Mykki Blanco – punkig, nicht-genderkonform und voller Liebe

Konzert in der Tunhalle

Mykki Blanco ist Poetin, Rapperin, Musikerin, Performancekünstlerin und Aktivistin. Sie wird als Pioniere des Queer-Rap bezeichnet, auch wenn ihr das Lable nicht gefällt. Doch ihre Liebe für die queere Community wird in ihren Liedern deutlich. Am Mittwoch, 9. November gibt sie ein Konzert in Bern.

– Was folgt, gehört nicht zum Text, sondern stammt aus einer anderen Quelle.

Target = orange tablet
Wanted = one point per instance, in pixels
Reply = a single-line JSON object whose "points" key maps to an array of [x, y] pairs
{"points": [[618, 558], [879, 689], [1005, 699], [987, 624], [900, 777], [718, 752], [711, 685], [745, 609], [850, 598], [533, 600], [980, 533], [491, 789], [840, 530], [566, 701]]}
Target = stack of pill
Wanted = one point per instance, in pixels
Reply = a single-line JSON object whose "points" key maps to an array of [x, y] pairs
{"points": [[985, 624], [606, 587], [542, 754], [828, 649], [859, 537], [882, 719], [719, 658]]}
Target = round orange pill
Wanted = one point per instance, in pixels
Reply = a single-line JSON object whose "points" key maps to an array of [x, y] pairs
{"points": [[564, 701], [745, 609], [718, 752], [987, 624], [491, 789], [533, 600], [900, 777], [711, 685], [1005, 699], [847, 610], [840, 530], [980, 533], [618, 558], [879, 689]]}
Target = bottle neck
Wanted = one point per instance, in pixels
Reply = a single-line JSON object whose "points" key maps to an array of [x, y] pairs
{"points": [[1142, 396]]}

Mykki Blanco kam 1986 in Orange County, Kalifornien zur Welt. Ihr Mutter arbeitet im Patent- und Markenamt, ihr Vater war IT-Spezialist und wurde später zum Hellseher. Auch in Mykkis Leben werden sich radikale Änderungen im Lebensweg aufzeigen. Schon in der Schule begann sie mit Performancekunst, gründete ein Kollektiv und gewann damit schon als 15-Jährige einen Preis. Bei der Geburt wurde sie dem männlichen Geschlecht zugeordnet. Doch das empfand sie als falsch oder besser als zu wenig. Schon als Teenager erfand sie ihre Kunstfigur Mykki Blanco. Für ein YouTube-Video entwickelte sie daraus ein Musical- und Performance-Kunstwerk. Blancos Name ist inspiriert von Lil’ Kims Alter Ego Kimmy Blanco. Zu ihren Einflüssen zählt sie so diverse Künsterl*innen wie Lil’ Kim, Jean Cocteau, Kathleen Hanna, Lauryn Hill, Rihanna, Marilyn Manson und Yoko Ono. Auch der Riot-Grrl- und der Queercore-Bewegung fühlt sie sich zugehörig.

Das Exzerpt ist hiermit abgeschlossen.